Tuesday, 12 August 2025
Bills
Domestic Building Contracts Amendment Bill 2025
Domestic Building Contracts Amendment Bill 2025
Second reading
Debate resumed on motion of Nick Staikos:
That this bill be now read a second time.
Richard RIORDAN (Polwarth) (13:42): I rise this afternoon to represent the Shadow Minister for Consumer Affairs, the member for Ovens Valley, who is an apology today. As the Shadow Minister for Housing, I have been asked to speak to this bill today because it essentially deals with elements of our current housing crisis. In many ways it is yet another bandaid that this government attempts to plaster across the wounds that are rapidly being inflicted upon the deflating housing market here in the state of Victoria.
This bill was generally met by a sort of flat-hearted response by most of the industry.

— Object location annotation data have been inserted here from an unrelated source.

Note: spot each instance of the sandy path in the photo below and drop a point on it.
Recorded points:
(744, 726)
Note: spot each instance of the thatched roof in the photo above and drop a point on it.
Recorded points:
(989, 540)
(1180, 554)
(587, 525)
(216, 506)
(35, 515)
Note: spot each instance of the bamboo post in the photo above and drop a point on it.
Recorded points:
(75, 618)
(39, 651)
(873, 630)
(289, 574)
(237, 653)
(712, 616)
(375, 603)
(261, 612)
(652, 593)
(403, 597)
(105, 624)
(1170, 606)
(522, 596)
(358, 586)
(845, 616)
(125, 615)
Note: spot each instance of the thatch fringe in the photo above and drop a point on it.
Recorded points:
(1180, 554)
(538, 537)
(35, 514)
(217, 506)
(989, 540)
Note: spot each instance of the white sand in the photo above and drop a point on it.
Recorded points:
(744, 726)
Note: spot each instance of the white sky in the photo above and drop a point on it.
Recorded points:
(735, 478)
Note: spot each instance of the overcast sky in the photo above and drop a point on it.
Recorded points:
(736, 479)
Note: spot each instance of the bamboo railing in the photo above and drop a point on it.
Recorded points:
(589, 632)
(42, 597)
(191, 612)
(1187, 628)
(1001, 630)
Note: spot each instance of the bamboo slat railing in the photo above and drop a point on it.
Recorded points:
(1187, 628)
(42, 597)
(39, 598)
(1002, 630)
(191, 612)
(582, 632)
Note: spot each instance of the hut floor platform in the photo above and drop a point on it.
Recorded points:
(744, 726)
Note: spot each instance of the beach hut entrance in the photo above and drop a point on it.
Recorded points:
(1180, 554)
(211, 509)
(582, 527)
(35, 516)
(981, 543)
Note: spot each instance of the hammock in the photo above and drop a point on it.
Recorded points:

It is another example of closing the gate well after the horses have bolted in terms of trying to patch up some of the errors in the government’s way in allowing the Porter Davis collapse and the other multiple home builder collapses over recent years. This is attempting to put a few more guardrails around the way contracts are undertaken between builders and consumers. To the extent that any legislation helps protect consumers, helps them participate and helps them afford, build and seek to create their biggest investment in life – and that is the family home for so many people – it is actually always a priority of any government of the day to make sure that people can engage in that activity with some certainty and some security. So in progressing this bill to the next stage, the opposition will not be opposing this bill, because despite it falling short in many areas, it essentially is better than the current situation in terms of protecting consumers, particularly those finding themselves in a messy contractual dispute.
The background to this bill is Porter Davis entering into liquidation in 2023 due to increased financial difficulties and debt as a result of the rising building costs experienced since COVID, supply chain issues and the subsequent losses on the fixed-price contracts that had become predominant in the market. Those cost escalations experienced of course meant that many companies just could not afford to continue their contracts. To what extent COVID actually played a role is unclear; however, there was a loss of control and poor oversight by government and government agencies of the insurance and management of those contracts. But we know here in Victoria, with the world’s longest lockdown, builders who signed contracts to build at pre-COVID prices were unable to honour those, and that was the start of the rot that set in for so many people.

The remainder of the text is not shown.